Мне непонятны подобные рассуждения. Наша нация из-за «движения 4 мая» вовсе не «лишилась точки опоры». Как раз наоборот, благодаря ему она восприняла новые идеи, новую культуру; китайский народ наконец-то поднялся во весь рост, образовал единое социалистическое государство. Где бы мы сейчас были без «4 мая»? Но, как высоко мы его ни оцениваем, истинные заслуги и ошибки этого движения, правда и ложь о нем в конечном счете должны быть прояснены. И хотя нет моего вклада в «движение 4 мая», но при упоминании о нем меня всегда охватывает чувство гордости.
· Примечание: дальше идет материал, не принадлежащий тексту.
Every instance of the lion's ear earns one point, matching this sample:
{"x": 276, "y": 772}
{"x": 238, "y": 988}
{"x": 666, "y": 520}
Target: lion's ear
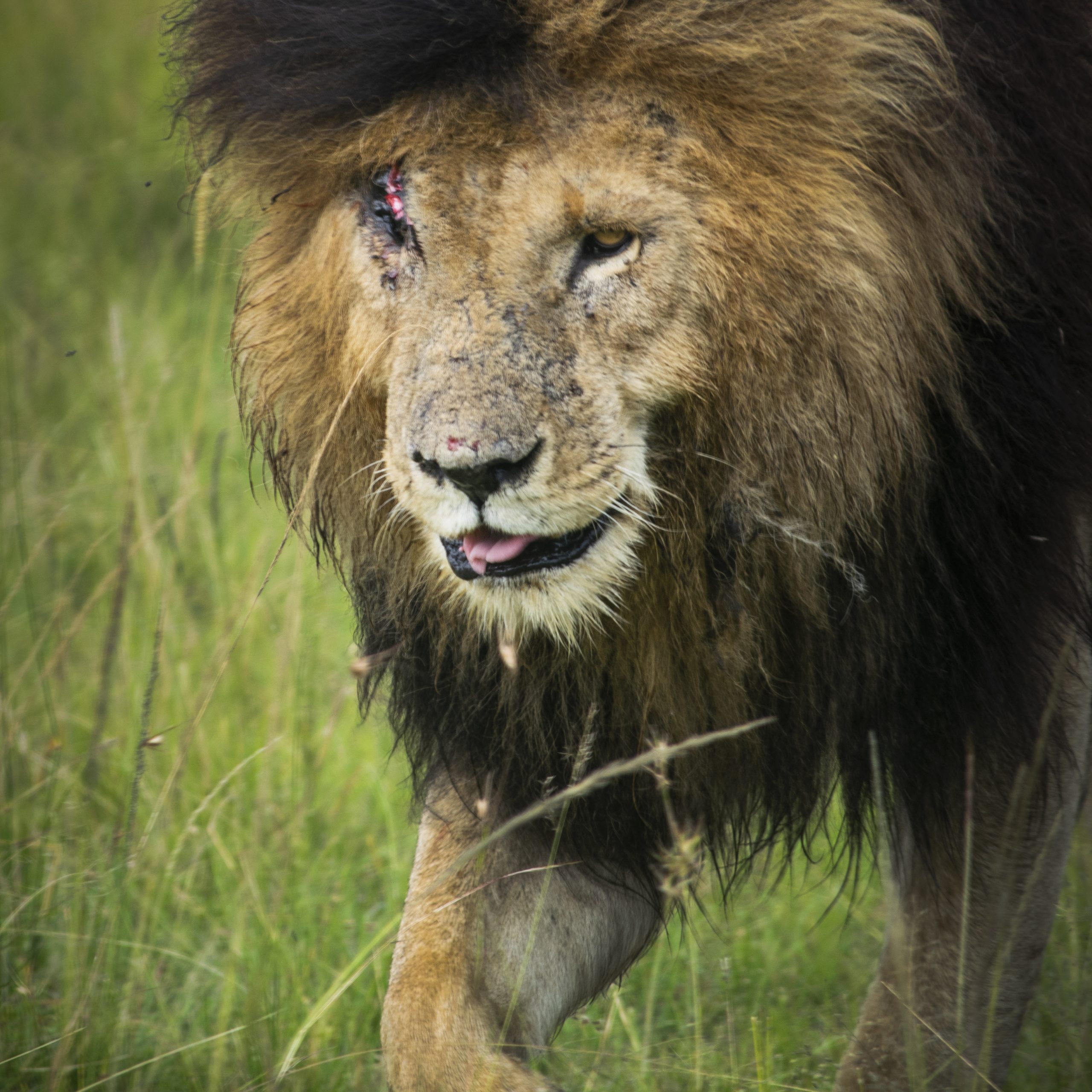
{"x": 273, "y": 71}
Я помню, с какой жадностью, словно изголодавшиеся и измученные жаждой, мы бросились читать все, что пропагандировало новую культуру, и шли под знаменами «движение 4 мая» — радостные, ликующие, полные энтузиазма и веры! Прославляя науку, требуя демократии, несколько поколений молодежи отдали весь свой пыл в борьбе за независимость родины и свободу народа. Но надо признать, что в науке наши достижения во многом оказались далеки от мечты, и до сих пор довольно широко распространены невежество и феодальные суеверия; что же касается демократии, то наши предшественники не оставили нам никакого наследства. Мы разглагольствуем об этом наследии уже несколько десятков лет, но, вспоминая свои юные годы и пытаясь доискаться до зерен демократии, я нахожу там лишь сцены, когда людей швыряли на колени, избивали, заставляли класть земные поклоны, приносить подношения. Мы не смогли отыскать демократических традиций, потому что у нас их никогда не было. Идеалы «движения 4 мая» по сей день до конца не осуществлены, его цели не достигнуты. Но в этом нет никакой вины самого движения. Кто бы мог подумать, что и теперь среди нас все еще находятся люди, намертво вцепившиеся в гнилые устои феодализма, готовые на фундаменте из тысячелетнего мусора возводить дворцы и пагоды. Они повсюду ищут корни, надеясь использовать доставшиеся нам от предков правила в делах и в отношениях между людьми.
Так какие же в конечном счете уроки мы извлекли из «4 мая»? Почему получилось «не полностью»? Почему «не до конца»? Почему не смогли отбросить традиции прошлого и не пошли смело вперед? Почему не пожали плодов науки демократии, которые так старательно взращивали? После долгих размышлений я в конце концов вынужден был признать реальный факт: стареем.
По моему глубокому убеждению, старостью не надо кичиться, надо относиться к ней с опаской. Вот у меня, например, немало смелых замыслов и высоких стремлений, но сил уже не хватает. Я постарел, и незачем мне чваниться своим долголетним опытом: надо учиться у молодых или уступить им место. Это закон природы.
А старые нации? Разве им не нужна свежая кровь?